RE: Bloomberg article on SMT18 Aug 2022 13:31
Part 2: "It’s been quite a comedown. From its Edinburgh headquarters 3,200 miles from Wall Street, Baillie Gifford emerged in the 2000s and 2010s as one of the world’s top stock-pickers, marketing the Anderson mystique and attracting ordinary investors and major pension funds across the US and Britain. Anderson set aside conventional investment metrics and staked his clients’ money on a relatively small number of risky, high-growth stocks. With a go-big-or-go-home ethos, he pressed portfolio managers to focus on sweeping, global themes, rather than investing geographically.

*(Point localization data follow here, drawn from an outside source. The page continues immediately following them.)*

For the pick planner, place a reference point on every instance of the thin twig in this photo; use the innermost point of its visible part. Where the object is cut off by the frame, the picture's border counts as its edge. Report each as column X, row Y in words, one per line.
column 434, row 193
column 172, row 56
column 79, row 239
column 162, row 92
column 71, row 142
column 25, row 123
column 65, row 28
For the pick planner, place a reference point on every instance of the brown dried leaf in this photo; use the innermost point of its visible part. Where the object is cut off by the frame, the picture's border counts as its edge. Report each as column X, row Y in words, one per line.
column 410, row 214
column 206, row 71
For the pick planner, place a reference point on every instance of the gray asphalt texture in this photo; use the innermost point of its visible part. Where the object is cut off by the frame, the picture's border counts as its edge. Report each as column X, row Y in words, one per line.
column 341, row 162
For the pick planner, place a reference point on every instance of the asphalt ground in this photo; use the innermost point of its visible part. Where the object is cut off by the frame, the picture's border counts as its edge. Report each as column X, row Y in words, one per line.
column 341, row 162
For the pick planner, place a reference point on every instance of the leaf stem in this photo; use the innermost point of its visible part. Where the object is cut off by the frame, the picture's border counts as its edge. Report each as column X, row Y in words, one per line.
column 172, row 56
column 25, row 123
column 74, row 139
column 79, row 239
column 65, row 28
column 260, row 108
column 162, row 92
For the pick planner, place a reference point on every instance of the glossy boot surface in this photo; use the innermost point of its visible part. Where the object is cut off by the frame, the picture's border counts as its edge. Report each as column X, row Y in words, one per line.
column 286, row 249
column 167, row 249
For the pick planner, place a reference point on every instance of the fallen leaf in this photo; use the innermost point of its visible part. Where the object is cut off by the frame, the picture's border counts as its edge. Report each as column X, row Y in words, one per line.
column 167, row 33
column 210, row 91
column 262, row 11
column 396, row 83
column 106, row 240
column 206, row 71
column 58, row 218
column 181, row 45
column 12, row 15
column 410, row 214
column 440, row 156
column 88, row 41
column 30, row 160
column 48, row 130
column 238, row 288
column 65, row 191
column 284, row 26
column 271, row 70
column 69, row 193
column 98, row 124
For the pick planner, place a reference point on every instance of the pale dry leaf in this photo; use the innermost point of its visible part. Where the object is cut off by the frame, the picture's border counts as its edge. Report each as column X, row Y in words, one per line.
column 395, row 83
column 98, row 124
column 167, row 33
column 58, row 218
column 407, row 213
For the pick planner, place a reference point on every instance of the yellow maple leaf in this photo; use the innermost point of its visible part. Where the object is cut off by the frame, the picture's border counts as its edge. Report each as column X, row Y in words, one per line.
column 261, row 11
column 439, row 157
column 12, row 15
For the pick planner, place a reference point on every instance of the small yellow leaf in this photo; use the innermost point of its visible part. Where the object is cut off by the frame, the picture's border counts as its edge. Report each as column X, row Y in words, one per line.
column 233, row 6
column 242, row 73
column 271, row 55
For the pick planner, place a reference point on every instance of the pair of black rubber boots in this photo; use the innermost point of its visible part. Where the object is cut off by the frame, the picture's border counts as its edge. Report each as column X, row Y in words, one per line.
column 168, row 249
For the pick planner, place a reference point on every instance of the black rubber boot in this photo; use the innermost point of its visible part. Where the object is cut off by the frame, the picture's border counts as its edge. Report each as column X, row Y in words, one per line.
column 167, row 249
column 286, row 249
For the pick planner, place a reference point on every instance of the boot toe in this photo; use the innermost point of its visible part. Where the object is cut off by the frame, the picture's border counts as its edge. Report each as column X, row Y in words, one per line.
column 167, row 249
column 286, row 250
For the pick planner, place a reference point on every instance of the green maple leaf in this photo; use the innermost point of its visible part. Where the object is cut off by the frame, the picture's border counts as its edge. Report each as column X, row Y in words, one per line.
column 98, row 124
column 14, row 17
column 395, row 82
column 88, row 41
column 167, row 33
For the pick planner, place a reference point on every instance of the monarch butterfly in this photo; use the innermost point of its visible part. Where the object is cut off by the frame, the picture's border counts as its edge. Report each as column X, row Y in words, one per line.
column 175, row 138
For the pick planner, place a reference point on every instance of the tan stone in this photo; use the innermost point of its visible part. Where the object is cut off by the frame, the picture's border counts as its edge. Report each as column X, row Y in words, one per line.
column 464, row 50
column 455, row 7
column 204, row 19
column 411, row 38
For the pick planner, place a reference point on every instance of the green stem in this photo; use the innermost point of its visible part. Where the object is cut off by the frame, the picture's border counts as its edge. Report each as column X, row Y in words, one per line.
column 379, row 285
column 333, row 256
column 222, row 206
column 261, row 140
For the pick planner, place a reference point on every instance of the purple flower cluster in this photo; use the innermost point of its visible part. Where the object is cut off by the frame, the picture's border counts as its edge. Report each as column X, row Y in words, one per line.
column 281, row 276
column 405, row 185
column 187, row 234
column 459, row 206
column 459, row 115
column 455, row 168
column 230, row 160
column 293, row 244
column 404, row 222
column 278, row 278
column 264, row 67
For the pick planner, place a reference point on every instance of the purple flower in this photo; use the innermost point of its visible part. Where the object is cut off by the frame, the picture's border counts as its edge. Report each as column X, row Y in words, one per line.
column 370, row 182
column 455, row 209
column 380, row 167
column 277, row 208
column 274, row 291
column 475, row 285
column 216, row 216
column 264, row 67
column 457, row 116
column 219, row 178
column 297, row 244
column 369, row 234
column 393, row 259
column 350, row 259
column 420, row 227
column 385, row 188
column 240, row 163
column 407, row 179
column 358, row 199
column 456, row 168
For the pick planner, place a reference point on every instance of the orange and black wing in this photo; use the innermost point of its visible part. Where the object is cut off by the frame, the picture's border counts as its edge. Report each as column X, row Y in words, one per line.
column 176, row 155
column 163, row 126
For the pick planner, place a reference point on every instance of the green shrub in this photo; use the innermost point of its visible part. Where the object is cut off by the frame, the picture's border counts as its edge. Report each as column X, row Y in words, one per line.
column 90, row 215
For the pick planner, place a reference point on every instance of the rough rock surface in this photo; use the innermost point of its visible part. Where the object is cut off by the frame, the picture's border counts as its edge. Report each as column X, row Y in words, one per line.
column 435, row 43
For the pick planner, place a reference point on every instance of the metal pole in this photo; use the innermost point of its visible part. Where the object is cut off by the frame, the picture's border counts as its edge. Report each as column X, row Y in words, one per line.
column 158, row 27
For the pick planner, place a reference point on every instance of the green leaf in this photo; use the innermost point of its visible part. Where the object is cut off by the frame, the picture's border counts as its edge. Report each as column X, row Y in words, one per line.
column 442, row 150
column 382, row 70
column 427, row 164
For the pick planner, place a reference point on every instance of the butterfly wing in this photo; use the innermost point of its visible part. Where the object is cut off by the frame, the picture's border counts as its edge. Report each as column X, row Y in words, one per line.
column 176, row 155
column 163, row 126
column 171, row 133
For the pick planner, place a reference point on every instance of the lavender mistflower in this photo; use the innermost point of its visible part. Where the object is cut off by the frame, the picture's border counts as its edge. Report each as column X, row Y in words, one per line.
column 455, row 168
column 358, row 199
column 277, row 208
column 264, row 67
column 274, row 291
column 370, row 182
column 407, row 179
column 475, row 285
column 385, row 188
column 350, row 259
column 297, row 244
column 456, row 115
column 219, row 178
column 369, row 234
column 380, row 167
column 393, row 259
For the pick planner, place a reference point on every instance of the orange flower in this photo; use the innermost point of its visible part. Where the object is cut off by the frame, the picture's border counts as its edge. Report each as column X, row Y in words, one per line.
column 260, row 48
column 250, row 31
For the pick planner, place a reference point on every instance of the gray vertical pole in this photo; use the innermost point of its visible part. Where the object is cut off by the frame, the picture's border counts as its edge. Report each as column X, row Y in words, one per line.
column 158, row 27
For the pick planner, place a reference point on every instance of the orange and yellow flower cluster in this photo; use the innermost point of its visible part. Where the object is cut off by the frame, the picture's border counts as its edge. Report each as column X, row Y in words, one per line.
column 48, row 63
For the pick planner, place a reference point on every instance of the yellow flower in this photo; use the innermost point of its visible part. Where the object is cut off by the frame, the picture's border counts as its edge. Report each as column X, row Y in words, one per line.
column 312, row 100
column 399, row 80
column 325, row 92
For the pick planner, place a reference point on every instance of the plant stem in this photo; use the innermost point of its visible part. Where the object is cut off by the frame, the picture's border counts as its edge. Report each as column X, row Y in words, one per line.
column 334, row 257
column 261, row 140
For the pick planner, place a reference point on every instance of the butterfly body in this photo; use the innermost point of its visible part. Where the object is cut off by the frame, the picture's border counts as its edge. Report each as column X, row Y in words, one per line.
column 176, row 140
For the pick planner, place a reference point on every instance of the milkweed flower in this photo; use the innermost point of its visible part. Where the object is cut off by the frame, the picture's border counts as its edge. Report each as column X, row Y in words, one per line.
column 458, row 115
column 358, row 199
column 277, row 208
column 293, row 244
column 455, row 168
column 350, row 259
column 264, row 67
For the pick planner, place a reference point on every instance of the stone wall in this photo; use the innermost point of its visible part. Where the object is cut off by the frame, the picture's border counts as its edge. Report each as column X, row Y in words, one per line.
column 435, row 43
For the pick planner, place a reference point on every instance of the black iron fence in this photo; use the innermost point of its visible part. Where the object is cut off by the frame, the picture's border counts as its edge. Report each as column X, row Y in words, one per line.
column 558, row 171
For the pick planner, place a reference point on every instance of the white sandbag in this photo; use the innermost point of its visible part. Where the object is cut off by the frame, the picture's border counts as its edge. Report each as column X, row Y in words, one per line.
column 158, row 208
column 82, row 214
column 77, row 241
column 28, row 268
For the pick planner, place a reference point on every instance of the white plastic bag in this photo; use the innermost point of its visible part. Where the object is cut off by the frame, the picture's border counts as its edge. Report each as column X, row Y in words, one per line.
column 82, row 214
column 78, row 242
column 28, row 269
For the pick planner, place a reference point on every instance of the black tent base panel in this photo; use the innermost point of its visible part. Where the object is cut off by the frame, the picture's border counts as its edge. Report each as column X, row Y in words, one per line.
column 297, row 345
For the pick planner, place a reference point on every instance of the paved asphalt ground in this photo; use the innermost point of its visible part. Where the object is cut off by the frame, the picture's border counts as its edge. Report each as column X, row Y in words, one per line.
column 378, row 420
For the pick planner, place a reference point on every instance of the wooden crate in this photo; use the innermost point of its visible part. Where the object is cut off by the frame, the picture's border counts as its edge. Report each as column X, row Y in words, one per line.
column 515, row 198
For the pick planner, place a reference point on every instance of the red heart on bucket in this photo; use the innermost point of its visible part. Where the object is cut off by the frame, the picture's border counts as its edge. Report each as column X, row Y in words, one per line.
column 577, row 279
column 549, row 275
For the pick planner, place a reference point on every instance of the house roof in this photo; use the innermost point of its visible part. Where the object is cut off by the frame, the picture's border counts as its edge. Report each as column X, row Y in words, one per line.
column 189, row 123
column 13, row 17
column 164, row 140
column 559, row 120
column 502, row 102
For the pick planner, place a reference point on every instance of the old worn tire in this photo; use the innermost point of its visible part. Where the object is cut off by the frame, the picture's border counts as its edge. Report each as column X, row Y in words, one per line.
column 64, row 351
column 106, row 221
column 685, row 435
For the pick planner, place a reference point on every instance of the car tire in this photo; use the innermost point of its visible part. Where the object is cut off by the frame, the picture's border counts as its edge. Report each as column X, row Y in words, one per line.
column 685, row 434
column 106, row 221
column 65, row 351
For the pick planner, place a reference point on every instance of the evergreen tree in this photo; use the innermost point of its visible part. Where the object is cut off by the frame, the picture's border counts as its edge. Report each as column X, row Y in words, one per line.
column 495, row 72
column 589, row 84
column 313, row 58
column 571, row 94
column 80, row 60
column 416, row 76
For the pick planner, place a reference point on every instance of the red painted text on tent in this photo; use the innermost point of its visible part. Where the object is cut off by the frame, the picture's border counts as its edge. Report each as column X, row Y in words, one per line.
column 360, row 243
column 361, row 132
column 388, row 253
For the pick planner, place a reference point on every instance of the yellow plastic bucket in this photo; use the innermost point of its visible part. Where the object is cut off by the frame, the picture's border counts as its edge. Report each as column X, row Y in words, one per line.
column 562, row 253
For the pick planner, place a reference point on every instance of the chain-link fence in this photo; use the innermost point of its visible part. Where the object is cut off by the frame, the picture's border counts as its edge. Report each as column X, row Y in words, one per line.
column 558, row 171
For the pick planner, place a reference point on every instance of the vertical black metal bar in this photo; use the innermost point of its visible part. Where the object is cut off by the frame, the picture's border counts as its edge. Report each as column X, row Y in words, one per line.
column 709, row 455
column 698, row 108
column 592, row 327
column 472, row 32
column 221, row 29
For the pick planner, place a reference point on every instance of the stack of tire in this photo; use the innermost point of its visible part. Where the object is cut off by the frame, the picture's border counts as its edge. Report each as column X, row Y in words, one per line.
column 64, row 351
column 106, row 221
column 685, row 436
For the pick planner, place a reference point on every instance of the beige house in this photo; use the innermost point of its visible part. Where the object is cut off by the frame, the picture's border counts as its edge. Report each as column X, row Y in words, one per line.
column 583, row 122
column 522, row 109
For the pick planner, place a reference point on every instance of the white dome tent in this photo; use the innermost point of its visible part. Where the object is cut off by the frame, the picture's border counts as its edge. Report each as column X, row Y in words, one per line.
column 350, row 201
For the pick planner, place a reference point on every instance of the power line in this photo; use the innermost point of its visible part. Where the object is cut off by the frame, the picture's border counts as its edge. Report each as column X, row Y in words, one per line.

And so, Baillie Gifford famously piled into Amazon, Tesla and others that would soon catch fire in the bull market. For years, the only investor who owned more of Tesla was Elon Musk. (Douglas Brodie, a partner and portfolio manager for another Baillie Gifford team, initially drove the Tesla investment in the early 2010s, but Anderson got most of the credit — and the media attention). The results were extraordinary. From 2005 to its peak last year, Scottish Mortgage returned 2,240%. But what goes up usually comes down — in this case, down hard. With high-orbit tech stocks hurtling back to earth, Scottish Mortgage has plummeted 32% this year as of Aug. 16, its assets dropping to 14 billion pounds. All Baillie Gifford funds tracked by Bloomberg have fallen from 1% to 40% this year. Overall assets under management stood at 231 billion pounds at the end of June, versus 336 billion pounds at the start of the year. From Menlo Park to Shenzhen, Big Tech to startups, a pullback has followed a decade of giddy exuberance. SoftBank Group Corp. reported a record 3.16 trillion yen ($23.4 billion) net loss on Aug. 8 after its Vision Fund, the world’s largest technology fund, got hammered. Given the shifting landscape, the question is when, or maybe whether, Baillie Gifford can regain its footing and help reinforce the business of stock picking that’s been undermined in recent years by the popularity of cheaper, index-tracking funds. Indeed, other big name investors came unstuck after stellar returns. Bill Miller, the manager whose unprecedented record of beating the Standards & Poor’s 500 Index made him an investing legend, couldn’t relive his past glories after a sharp turn in his fortunes. More dramatic was Neil Woodford’s fall from grace in the UK. The star money manager mesmerized investors for years with his performance. But following a poor run, clients started pulling their cash, leading to the suspension of his flagship fund in 2019. Baillie Gifford is far more than one fund and has other strategies that don’t pursue the kind of returns that made Anderson a magnet for retail clients, who would flock to hear him speak at investor forums. But, over the time, the firm tilted toward his investing philosophy. Anderson, now chairman of Swedish investment company Kinnevik AB, waves off his influence."